Neither the immigration officials, nor we, may consider the circumstances under which the crime was in fact committed. When by its definition it does not necessarily involve moral turpitude, the alien cannot be deported because in the particular instance his crime was immoral * * *. Conversely, when it does, no evidence is competent that he was in fact blameless ( United States ex rel. Robinson v. Day, 51 F. 2d 1022 (C.C.A. 2d 1931)).

FINDINGS OF FACT: Upon the basis of all the evidence adduced at the hearing and upon the entire record in this case, it is found:

(1) That the respondent is an alien, native and citizen of Canada;

(2) That the respondent last entered the United States at Rouses Point, N.Y., on March 20, 1935, and was admitted as a returning resident;

(3) That the respondent was convicted on March 26, 1941, in the United States District Court for the District of New Mexico of the offense of mailing an obscene letter, committed on December 8, 1938, in violation of section 211 of the Criminal Code as amended ( 18 U.S.C. sec. 334) and was sentenced to imprisonment for 12 months.

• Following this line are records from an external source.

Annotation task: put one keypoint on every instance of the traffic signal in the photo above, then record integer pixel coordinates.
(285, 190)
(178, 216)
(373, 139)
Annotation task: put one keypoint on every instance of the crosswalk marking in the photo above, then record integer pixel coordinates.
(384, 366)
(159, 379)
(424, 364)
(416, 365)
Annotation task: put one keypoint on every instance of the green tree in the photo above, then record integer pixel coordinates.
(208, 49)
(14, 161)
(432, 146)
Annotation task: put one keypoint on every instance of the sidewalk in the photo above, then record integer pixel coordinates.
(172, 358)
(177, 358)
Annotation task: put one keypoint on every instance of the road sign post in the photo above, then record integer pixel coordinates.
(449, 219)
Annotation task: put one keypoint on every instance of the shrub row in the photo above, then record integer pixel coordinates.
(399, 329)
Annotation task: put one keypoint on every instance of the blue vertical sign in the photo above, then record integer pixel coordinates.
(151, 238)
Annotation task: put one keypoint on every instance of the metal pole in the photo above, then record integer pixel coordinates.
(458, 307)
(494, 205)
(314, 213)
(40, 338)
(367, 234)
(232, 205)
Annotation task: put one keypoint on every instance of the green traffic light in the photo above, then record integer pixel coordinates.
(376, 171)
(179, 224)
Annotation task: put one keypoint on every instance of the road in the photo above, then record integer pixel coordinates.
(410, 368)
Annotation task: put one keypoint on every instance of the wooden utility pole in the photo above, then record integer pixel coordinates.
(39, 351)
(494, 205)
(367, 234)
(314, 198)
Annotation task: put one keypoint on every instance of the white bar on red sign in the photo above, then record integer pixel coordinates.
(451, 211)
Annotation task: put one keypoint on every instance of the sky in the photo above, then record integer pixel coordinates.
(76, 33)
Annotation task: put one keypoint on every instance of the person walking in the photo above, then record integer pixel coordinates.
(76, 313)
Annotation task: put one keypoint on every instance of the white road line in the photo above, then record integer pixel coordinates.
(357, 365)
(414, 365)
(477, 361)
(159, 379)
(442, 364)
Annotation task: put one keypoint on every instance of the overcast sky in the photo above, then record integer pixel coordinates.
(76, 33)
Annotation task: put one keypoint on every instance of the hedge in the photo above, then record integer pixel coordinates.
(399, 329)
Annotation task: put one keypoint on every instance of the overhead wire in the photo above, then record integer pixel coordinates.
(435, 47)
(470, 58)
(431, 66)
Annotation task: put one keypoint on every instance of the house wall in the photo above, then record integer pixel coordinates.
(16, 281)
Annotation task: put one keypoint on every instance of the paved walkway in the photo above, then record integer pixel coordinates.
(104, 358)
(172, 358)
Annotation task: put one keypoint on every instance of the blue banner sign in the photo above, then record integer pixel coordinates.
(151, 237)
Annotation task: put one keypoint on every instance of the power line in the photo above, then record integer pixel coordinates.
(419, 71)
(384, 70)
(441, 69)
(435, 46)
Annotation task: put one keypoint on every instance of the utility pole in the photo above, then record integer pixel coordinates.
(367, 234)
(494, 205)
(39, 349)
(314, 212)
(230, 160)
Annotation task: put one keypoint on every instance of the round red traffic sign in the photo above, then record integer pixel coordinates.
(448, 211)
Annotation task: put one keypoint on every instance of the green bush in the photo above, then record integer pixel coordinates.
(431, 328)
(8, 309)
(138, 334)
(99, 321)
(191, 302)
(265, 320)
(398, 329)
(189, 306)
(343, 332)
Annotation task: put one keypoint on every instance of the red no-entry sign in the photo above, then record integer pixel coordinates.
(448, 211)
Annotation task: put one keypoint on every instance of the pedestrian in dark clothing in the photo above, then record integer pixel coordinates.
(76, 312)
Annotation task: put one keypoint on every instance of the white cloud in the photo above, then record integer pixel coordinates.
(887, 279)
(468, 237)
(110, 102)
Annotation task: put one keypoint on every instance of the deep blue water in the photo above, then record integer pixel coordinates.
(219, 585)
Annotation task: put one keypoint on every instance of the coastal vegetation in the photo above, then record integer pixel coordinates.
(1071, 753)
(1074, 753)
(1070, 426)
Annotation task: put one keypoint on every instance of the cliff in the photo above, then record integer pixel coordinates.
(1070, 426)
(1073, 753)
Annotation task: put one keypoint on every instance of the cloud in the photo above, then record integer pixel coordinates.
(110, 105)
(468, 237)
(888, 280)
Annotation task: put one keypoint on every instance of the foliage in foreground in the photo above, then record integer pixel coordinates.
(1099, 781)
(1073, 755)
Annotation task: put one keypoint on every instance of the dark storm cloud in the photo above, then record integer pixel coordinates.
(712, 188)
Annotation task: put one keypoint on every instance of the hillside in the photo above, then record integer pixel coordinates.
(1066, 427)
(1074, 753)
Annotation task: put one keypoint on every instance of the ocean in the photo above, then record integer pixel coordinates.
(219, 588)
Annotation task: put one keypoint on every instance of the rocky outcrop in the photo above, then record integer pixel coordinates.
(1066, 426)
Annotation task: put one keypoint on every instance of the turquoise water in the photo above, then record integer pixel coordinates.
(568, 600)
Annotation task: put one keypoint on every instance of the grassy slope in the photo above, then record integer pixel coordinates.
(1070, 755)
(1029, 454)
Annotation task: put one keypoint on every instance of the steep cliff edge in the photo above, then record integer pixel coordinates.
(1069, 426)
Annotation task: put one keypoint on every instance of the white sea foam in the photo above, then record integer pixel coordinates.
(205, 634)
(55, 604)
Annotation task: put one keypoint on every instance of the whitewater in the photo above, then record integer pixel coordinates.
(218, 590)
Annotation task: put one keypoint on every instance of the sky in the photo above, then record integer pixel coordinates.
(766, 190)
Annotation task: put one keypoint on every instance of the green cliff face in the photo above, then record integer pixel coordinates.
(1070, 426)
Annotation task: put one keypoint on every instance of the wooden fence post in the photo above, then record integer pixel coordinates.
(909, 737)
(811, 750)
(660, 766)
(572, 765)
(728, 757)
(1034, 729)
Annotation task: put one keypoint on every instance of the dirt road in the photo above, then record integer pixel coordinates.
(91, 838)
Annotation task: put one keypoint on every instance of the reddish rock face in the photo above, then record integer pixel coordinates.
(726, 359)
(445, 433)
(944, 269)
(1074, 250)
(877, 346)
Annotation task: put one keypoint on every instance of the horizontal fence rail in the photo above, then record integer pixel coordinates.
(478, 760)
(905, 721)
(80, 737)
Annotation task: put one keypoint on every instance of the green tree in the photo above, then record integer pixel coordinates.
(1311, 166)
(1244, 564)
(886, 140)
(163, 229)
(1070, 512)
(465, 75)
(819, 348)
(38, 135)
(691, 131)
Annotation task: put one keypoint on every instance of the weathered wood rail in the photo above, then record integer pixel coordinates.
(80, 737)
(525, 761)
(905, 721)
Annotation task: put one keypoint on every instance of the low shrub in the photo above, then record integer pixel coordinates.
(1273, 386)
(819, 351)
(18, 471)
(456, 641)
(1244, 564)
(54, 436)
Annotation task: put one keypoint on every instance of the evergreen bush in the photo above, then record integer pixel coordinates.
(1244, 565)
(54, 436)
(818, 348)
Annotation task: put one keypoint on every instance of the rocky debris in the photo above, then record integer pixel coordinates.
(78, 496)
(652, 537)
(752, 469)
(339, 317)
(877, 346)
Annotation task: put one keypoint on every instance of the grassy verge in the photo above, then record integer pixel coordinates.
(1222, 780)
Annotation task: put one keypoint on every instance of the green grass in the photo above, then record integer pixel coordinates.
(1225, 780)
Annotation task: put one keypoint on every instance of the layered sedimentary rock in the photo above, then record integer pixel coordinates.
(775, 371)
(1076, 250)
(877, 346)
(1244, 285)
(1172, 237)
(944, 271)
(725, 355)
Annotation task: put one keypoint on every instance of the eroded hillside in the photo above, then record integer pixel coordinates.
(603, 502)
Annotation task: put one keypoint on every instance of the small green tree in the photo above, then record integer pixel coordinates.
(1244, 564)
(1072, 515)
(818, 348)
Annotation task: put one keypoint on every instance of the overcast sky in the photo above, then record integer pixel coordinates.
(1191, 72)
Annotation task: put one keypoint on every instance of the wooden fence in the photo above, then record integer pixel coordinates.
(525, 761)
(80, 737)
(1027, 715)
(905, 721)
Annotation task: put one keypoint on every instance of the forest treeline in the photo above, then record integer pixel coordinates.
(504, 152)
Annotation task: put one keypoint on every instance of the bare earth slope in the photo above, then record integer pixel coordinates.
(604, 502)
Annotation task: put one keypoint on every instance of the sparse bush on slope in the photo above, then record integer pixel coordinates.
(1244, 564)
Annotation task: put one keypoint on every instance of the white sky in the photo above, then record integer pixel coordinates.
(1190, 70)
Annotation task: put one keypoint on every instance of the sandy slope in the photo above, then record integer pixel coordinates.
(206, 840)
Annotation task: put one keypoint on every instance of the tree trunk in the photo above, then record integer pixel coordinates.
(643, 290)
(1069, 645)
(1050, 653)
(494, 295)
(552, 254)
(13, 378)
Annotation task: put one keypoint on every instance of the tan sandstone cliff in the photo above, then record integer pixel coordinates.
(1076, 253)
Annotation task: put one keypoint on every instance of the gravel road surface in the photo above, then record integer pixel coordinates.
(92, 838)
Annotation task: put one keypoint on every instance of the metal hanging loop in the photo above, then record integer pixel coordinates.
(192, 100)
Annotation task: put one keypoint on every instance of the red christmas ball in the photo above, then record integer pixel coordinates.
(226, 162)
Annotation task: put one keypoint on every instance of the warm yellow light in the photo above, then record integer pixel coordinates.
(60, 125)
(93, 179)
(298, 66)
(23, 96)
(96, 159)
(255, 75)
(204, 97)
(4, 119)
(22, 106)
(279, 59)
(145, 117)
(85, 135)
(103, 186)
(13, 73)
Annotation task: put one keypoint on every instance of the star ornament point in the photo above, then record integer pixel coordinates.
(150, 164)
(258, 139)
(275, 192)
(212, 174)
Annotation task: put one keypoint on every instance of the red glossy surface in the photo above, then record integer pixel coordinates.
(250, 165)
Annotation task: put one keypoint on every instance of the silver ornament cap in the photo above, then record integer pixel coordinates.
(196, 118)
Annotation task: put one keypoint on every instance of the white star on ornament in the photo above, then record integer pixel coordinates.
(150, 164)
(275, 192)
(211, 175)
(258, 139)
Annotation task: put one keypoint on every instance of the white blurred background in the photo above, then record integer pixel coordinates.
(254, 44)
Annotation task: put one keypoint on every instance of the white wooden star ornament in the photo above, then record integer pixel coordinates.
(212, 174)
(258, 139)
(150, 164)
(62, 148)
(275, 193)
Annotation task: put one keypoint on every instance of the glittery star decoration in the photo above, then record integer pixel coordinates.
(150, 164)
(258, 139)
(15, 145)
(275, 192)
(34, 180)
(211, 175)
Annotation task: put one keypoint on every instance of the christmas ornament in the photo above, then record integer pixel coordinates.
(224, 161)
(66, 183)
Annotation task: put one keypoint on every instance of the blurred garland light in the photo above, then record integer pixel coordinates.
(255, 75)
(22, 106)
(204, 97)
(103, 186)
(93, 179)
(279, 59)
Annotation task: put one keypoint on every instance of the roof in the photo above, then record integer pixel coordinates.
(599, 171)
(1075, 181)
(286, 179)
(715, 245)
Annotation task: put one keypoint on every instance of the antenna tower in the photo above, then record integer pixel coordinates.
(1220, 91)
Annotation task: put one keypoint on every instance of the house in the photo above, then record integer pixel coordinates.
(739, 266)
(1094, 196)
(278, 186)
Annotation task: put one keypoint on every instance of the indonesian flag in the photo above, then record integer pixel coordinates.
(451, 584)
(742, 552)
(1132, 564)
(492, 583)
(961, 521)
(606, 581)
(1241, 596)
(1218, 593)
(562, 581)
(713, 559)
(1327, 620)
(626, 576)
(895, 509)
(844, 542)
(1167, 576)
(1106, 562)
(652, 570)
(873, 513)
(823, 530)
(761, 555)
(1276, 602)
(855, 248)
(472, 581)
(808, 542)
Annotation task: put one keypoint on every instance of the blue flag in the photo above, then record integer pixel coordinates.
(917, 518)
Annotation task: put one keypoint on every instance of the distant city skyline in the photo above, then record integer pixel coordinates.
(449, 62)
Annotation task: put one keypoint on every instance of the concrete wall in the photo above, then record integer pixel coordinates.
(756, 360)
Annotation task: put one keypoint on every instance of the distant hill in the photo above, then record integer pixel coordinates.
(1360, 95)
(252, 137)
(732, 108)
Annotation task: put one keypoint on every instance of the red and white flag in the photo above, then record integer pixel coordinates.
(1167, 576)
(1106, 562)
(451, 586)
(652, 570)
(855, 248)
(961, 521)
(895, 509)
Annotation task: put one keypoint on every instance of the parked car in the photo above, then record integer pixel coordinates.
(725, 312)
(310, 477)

CONCLUSION OF LAW: Upon the basis of the foregoing findings of fact, it is concluded:

That under section 19 of the Immigration Act of February 5, 1917, the respondent is not subject to deportation on the ground that he has been sentenced to imprisonment for a term of 1 year or more because of conviction in this country of a crime involving moral turpitude committed within 5 years after entry, to wit: mailing an obscene letter.

OTHER FACTORS: The respondent was married in 1926 and again in 1938, without having obtained a divorce from his first wife. He testifies that in 1937 he was arrested for theft at Glens Falls, N.Y., and given a fine and suspended sentence. His mother and two sisters live in California, and his first wife also resides in the United States.

ORDER: It is ordered that the warrant of arrest be canceled and that the proceeding be closed.